[SPARK-55658][PYTHON] SparkSessionBuilder.create in PySpark classic should mirror getOrCreate path as much as possible#54429
Conversation
|
This is not minor, changing the core constructor path needs a JIRA at least and some testing. I don't see a benefit to this change. |
python/pyspark/sql/session.py
Outdated
| sparkConf.set(key, str(value)) | ||
|
|
||
| sc = SparkContext.getOrCreate(sparkConf) | ||
| session = SparkSession._instantiatedSession |
There was a problem hiding this comment.
what does this mean? I think def create should always create a new session?
There was a problem hiding this comment.
Yes create always returns a new session. We are just reusing the sc of the instantiated session if it exists. I renamed the variables to make this more clear
Add test to ensure SparkConf is not called when a session exists.
@holdenk I created a JIRA ticket and linked it to this PR. Also added a test verifying the change made here. While this does change the core
The main benefits here are minimizing divergence with the |
|
@holdenk Just want to confirm before merging — are you okay with the latest changes in this PR? |
|
I am concerned about changing the behavior when a user has some dynamic conf specified, would love to see test coverage for that first. |
|
@holdenk we only allow one |
What changes were proposed in this pull request?
As titled this is a minor hygiene improvement which brings the create and getOrCreate codepaths closer together.
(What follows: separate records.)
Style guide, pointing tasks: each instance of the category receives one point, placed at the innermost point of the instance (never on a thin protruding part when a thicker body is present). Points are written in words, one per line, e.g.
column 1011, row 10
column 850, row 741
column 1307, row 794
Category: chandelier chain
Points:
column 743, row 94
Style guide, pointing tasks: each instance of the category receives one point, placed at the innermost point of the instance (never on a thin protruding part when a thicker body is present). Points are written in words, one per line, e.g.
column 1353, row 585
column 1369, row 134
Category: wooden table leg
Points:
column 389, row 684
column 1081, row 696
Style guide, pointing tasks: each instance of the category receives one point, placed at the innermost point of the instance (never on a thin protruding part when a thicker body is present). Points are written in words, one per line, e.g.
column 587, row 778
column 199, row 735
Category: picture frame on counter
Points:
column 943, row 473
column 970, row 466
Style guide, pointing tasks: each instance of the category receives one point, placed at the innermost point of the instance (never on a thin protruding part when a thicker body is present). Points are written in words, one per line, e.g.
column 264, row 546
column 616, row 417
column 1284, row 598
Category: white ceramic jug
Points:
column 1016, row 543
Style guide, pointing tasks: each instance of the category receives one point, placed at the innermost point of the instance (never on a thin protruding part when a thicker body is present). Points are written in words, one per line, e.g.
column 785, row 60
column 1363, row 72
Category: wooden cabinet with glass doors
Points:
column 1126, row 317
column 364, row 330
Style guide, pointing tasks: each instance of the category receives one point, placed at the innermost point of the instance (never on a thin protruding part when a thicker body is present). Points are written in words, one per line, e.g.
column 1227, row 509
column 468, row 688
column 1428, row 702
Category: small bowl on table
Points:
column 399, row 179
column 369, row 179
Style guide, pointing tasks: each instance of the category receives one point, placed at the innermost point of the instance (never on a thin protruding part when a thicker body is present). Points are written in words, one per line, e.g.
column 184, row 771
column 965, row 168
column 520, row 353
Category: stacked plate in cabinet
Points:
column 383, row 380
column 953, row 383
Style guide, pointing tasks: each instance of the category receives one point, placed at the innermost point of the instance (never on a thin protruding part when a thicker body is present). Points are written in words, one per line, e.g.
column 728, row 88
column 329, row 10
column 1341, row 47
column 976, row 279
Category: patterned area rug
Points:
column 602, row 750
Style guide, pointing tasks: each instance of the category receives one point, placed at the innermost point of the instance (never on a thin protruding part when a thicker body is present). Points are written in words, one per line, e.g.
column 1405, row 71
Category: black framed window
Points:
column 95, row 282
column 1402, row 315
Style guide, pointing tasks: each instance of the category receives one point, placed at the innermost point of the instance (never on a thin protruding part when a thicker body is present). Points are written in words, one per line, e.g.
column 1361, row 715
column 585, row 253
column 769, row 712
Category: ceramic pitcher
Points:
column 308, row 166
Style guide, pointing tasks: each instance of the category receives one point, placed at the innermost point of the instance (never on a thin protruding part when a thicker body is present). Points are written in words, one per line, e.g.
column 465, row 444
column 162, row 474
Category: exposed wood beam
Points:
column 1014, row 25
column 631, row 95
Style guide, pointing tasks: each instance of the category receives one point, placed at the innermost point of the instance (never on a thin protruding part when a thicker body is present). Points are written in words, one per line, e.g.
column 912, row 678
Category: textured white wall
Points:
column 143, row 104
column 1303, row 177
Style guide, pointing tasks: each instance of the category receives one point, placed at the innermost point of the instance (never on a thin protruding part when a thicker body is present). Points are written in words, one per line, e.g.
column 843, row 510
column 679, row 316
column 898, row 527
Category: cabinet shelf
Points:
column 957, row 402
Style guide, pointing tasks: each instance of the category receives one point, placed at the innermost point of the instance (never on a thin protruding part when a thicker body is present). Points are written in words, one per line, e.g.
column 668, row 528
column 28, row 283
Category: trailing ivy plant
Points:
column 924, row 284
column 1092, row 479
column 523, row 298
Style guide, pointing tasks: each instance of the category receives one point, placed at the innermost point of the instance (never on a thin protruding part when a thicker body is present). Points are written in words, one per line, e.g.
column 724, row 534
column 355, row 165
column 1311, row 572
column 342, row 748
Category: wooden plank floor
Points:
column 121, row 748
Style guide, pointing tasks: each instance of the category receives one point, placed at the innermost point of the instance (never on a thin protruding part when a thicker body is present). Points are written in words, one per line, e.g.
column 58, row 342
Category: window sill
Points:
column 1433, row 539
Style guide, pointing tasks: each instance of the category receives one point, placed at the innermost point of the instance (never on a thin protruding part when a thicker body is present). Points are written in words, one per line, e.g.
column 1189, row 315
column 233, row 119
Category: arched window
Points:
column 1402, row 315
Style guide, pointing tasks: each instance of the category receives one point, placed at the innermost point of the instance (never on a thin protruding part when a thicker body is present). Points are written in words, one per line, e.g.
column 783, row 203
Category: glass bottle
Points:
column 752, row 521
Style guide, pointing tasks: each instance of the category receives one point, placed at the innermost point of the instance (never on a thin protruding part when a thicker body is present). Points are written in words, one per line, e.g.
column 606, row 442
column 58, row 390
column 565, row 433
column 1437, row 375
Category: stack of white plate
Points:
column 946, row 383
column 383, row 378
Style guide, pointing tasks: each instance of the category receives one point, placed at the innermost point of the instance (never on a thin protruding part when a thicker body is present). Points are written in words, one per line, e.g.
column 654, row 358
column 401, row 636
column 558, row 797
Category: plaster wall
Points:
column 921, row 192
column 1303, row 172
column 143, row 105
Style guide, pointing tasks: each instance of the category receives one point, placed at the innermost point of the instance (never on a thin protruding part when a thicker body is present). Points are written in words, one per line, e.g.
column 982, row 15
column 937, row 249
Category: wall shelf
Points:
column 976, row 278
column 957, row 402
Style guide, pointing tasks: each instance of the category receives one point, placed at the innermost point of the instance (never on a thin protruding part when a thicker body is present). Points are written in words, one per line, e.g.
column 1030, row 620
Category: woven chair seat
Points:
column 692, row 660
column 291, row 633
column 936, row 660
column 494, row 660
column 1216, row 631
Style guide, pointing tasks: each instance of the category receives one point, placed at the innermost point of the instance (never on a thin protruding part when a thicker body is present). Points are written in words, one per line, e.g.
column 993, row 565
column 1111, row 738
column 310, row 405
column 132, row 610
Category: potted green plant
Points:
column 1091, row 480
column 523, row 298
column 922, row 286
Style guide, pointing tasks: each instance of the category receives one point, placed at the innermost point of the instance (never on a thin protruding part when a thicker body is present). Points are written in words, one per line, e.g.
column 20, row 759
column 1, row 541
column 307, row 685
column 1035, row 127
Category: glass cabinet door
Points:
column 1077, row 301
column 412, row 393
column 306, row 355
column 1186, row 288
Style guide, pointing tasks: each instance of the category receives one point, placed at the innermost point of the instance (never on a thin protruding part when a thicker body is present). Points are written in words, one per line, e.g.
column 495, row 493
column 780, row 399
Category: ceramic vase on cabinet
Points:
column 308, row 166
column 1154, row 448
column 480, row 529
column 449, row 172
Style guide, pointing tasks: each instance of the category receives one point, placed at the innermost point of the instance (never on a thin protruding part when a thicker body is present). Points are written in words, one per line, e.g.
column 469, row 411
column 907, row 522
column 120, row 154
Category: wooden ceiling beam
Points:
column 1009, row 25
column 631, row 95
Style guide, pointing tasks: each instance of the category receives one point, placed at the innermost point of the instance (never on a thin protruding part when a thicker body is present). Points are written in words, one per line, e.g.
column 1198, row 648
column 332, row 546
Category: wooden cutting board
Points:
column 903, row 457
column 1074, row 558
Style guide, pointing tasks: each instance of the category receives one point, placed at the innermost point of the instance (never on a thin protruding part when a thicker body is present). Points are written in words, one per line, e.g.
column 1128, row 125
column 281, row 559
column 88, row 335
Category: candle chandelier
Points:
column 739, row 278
Prior to this PR, the create codepath would always create a new SparkConf and pass that to SparkContext.getOrCreate. When a SparkSession/Context already exists, the creation of the SparkConf is not required at all and the SparkContext can be fetched from the instantiated session.
Note that this change only modifies SparkSessionBuilder.create in PySpark classic which was recently added here.
Why are the changes needed?
Code hygiene
Does this PR introduce any user-facing change?
No
How was this patch tested?
We mainly rely on existing tests for the create codepath. We also add a test to verify that a SparkConf is not created when there is an existing session.
Was this patch authored or co-authored using generative AI tooling?
No